Actuarial Science was born in the 17th century, and back then it was devoted to pricing contracts within life insurance. Latter, mostly in the 20th century, actuaries were able to get their methods applied to non-life insurance, too. Nowadays actuaries have been successfully evoking their skill-sets in the investment side of the insurance and banking industries. Thereby, modern Actuarial Science is a discipline that applies probability theory and statistics to assess and mitigate the risk of adverse financial events arising from financial market, catastrophic claims, pricing and reserving. York's actuarial mathematicians work on a variety of topics, covering pricing and modelling dependent risks, asset pricing and portfolio optimization, financial and insurance risk measurement and management. They have strong connections to colleagues in the Schulich School of Business, to research and industrial partners in the insurance/financial sectors as well as to such international professional actuarial organizations as the Casualty Actuarial Society and the Society of Actuaries.
John Tukey famously said that "the best thing about being a statistician is that you get to play in everyone's backyard." Our faculty's applied statistics research and collaborative endeavours embody this philosophy, spanning a wide range of fields such as medical imaging, biological data analysis, or finance. Our faculty collaborate with hospitals in Ontario, Quebec, and the U.S., and with Environment Canada. We also have past or ongoing collaborations with researchers in applied math, biology, the Centre for Disease Modelling, chemistry, computer science, and physics.
Our faculty specializes in the following sub-disciplines:
Statistics and Big Data
With continually decreasing costs of storing increasing amounts of data, massive data sets have become ubiquitous in today's world. "The [big data] revolution lies in improved statistical and computational methods, not in the exponential growth of storage or even computational capacity." Our faculty work on various methods including graphical models, composite likelihood for high-dimensional data, and machine learning algorithms. Applications include analysis of flu vaccine efficacy, West Nile virus and climate data, gene regulatory networks, and data fusion.
Biostatistics and Bioinformatics
Research in biostatistics and bioinformatics is grounded in the development and application of statistical methods to solve problems in biological and medical research. Our faculty work on a diverse set of issues including medical imaging, survival analysis, genomics, microarray and proteomic data analysis. The developed methods offer biologists and medical scientists new tools to analyze their data, and provide new insights and understanding of the information embedded in the biological data sets. Biostatistics and bioinformatics are fast evolving fields and which currently embrace the challenges and opportunities that come from Big Data. These fields not only solve practical science problems but also develop new statistical concepts and ideas.
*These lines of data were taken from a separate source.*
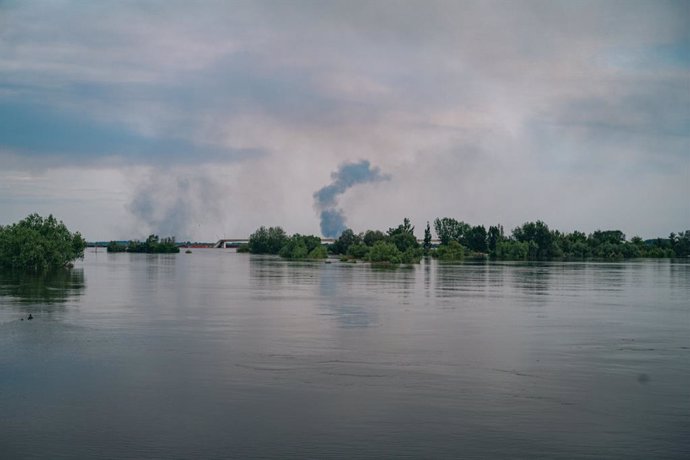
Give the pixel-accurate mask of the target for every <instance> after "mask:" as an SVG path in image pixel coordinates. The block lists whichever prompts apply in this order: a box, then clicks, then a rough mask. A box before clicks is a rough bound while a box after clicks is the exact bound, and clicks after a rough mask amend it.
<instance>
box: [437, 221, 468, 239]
mask: <svg viewBox="0 0 690 460" xmlns="http://www.w3.org/2000/svg"><path fill="white" fill-rule="evenodd" d="M469 229H470V226H469V225H468V224H466V223H465V222H462V221H458V220H455V219H452V218H450V217H443V218H441V219H436V220H434V230H436V235H437V236H438V239H439V240H441V244H446V245H447V244H448V243H449V242H450V241H451V240H455V241H457V242H459V243H460V244H463V238H464V236H465V233H467V231H469Z"/></svg>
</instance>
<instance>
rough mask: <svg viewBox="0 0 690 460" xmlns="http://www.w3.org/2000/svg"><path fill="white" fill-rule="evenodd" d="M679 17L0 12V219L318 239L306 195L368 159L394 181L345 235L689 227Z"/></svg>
mask: <svg viewBox="0 0 690 460" xmlns="http://www.w3.org/2000/svg"><path fill="white" fill-rule="evenodd" d="M689 10H690V4H688V2H685V1H678V2H671V1H669V2H664V1H623V2H616V1H610V2H584V1H583V2H570V1H477V2H467V1H448V2H397V1H374V2H311V1H304V2H285V3H283V2H244V1H242V2H156V1H151V2H70V1H63V2H32V1H26V2H25V1H22V2H3V3H0V121H1V123H0V181H1V182H4V184H5V186H4V187H3V195H4V196H3V198H2V199H0V216H2V218H3V222H0V224H1V223H7V222H9V221H13V220H17V219H18V218H21V217H23V216H24V215H26V214H28V213H29V212H33V211H34V210H37V208H40V209H41V210H44V209H45V210H50V212H53V213H55V214H57V215H58V216H60V215H66V216H69V218H68V219H66V220H69V221H71V222H68V223H72V225H73V226H75V227H77V228H84V232H85V233H86V236H87V237H88V238H92V239H108V238H122V237H129V236H131V235H130V234H129V233H131V232H135V231H136V232H146V231H157V232H162V233H166V234H173V233H175V234H177V236H178V237H180V238H191V239H213V238H215V237H216V236H222V235H226V236H227V235H228V234H232V235H231V236H238V235H246V234H248V233H249V232H250V231H252V230H253V229H254V228H255V226H257V225H261V224H266V225H276V224H280V225H283V226H284V227H286V230H288V231H289V232H301V233H318V232H319V216H318V214H317V213H315V212H314V210H313V207H312V206H313V198H312V196H313V194H314V192H315V191H316V190H319V189H320V188H321V187H322V186H323V185H324V184H325V183H327V182H328V178H329V177H330V174H331V172H332V171H334V170H336V169H337V167H338V165H341V164H343V163H344V162H355V161H358V160H361V159H366V160H368V161H370V162H371V164H375V165H377V166H378V167H380V168H381V170H382V171H385V172H386V173H390V175H391V180H389V181H385V182H382V183H379V184H375V185H362V186H361V187H357V188H353V189H352V190H351V191H350V192H348V193H347V194H345V195H343V196H342V198H341V200H340V202H339V206H340V207H341V208H343V209H344V210H345V211H346V212H347V215H348V225H350V226H352V227H353V228H355V230H357V231H361V230H364V229H366V228H368V227H374V228H388V227H391V226H394V225H397V224H398V223H399V221H401V220H402V218H403V217H405V216H409V217H411V218H412V219H413V222H415V223H417V227H418V228H422V224H423V223H424V222H425V221H426V220H431V219H433V218H435V217H440V216H446V215H447V216H453V217H457V218H459V219H463V220H466V221H470V222H474V223H483V224H486V225H488V224H493V223H496V222H501V223H503V224H505V225H506V226H507V227H509V228H510V227H512V226H514V225H518V224H520V223H522V222H523V221H524V220H528V219H529V220H534V219H543V220H546V221H547V222H548V223H549V224H550V225H551V226H553V227H556V228H562V229H564V230H572V229H574V228H578V229H582V230H585V231H591V230H594V229H595V228H597V227H605V228H621V229H622V230H624V231H625V232H626V233H628V234H630V235H632V234H641V235H642V236H649V237H651V236H657V235H665V234H666V233H668V232H670V231H679V230H682V229H685V228H687V227H689V226H690V210H688V207H687V205H686V204H685V201H686V199H685V198H684V197H685V196H687V195H688V194H689V192H690V186H689V185H688V184H690V171H689V169H690V166H689V165H690V153H689V152H690V89H689V87H690V11H689ZM47 168H53V171H52V172H51V171H49V170H48V169H47ZM54 168H59V169H62V170H64V171H65V173H64V174H62V175H61V174H60V173H57V172H55V170H54ZM84 171H89V173H88V174H89V175H93V174H102V175H103V177H107V178H108V179H107V180H104V181H102V183H100V184H93V183H89V184H88V186H85V187H84V189H85V190H91V191H92V192H91V195H90V196H88V195H85V196H82V197H80V198H79V199H82V200H83V199H87V198H91V199H92V200H93V207H94V208H99V209H101V210H102V212H103V214H104V217H103V218H102V219H99V220H98V224H96V223H94V221H93V219H89V218H87V217H80V216H79V212H78V209H79V207H80V206H83V203H82V204H78V203H76V202H75V197H74V196H73V190H74V183H75V182H80V181H84V182H85V183H86V182H87V179H84V178H82V176H85V173H84ZM65 176H70V177H72V178H73V179H72V186H71V187H68V186H67V185H66V183H65V181H64V177H65ZM20 177H21V178H23V179H21V180H20V179H18V178H20ZM27 178H28V179H27ZM27 180H28V183H29V184H31V183H35V184H36V188H35V189H34V190H32V189H31V187H27V186H26V184H27V182H26V181H27ZM12 184H22V186H16V187H15V186H12ZM94 187H95V188H94ZM40 190H46V192H45V193H44V194H43V195H41V193H40ZM47 190H50V192H47ZM163 191H164V192H163ZM139 193H146V194H147V195H146V200H144V199H143V198H142V195H140V194H139ZM113 196H116V197H117V199H112V197H113ZM106 197H109V198H106ZM147 200H151V201H150V202H149V201H147ZM144 205H145V206H144ZM147 206H148V207H150V212H147V211H146V207H147ZM192 209H193V211H192ZM204 209H206V210H207V211H208V212H207V213H206V214H204ZM137 236H141V235H137Z"/></svg>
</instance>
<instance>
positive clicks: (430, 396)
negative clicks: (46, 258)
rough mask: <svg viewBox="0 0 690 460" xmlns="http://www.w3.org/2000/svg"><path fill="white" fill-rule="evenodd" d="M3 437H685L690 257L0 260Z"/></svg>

Statistical Machine Learning
Machine learning is a vibrant field used in numerous fields such as finance, business, biology or medicine. Most of the methodology in machine learning is based on statistical ideas: statistics and machine learning are tightly interwoven. Many of the research topics at the intersection of statistics and machine learning are concerned with the transfer of statistical methods to the analysis of complex high-dimensional data. Statistical graphical models are one of the main tools in this area at the intersection of Statistics and computational sciences.
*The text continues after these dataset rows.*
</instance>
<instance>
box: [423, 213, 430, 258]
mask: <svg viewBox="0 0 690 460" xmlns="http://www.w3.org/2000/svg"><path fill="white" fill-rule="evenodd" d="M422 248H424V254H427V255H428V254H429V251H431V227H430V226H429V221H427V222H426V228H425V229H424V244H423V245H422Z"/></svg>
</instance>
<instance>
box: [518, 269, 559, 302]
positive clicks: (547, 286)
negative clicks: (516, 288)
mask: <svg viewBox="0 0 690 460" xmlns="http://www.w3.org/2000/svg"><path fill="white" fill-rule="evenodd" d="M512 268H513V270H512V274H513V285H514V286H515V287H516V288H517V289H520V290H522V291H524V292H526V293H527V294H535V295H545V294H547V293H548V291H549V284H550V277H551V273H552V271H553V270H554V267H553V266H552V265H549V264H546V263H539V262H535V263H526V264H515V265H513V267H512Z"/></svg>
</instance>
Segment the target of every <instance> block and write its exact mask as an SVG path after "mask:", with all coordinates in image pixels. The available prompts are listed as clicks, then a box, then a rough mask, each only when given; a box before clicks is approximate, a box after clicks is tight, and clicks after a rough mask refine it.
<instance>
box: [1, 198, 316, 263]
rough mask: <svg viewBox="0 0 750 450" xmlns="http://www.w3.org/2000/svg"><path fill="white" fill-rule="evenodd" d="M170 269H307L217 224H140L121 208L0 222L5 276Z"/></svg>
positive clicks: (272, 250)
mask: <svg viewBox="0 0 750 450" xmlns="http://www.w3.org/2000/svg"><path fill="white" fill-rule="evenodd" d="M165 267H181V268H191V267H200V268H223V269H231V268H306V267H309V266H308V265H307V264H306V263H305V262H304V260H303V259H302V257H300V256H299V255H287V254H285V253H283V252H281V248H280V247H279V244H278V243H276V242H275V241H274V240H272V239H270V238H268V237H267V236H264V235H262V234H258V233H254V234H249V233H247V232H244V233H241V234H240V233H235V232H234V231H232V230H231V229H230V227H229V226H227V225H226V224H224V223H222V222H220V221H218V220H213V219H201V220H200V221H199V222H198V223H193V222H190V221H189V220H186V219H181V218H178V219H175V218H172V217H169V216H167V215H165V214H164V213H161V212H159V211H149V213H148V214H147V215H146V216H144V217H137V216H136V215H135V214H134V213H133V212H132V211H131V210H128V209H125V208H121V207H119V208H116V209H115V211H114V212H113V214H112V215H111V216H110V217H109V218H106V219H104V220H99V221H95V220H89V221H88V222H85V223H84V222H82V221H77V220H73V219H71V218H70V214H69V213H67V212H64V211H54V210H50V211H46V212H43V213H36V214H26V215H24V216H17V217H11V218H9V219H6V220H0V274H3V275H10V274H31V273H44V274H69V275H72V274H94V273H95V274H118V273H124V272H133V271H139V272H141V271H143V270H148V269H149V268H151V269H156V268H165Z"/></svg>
Statistical Methodology and Theory
We work on developing widely applicable novel methodologies while grounding these developments with mathematical foundations. Areas of interest are very broad, and include nonparametric and semiparametric methods, statistical inference and asymptotics, composite and empirical likelihood, clustering and classification, computational statistics, survival and longitudinal analysis, model selection, and graphical models for complex dependencies.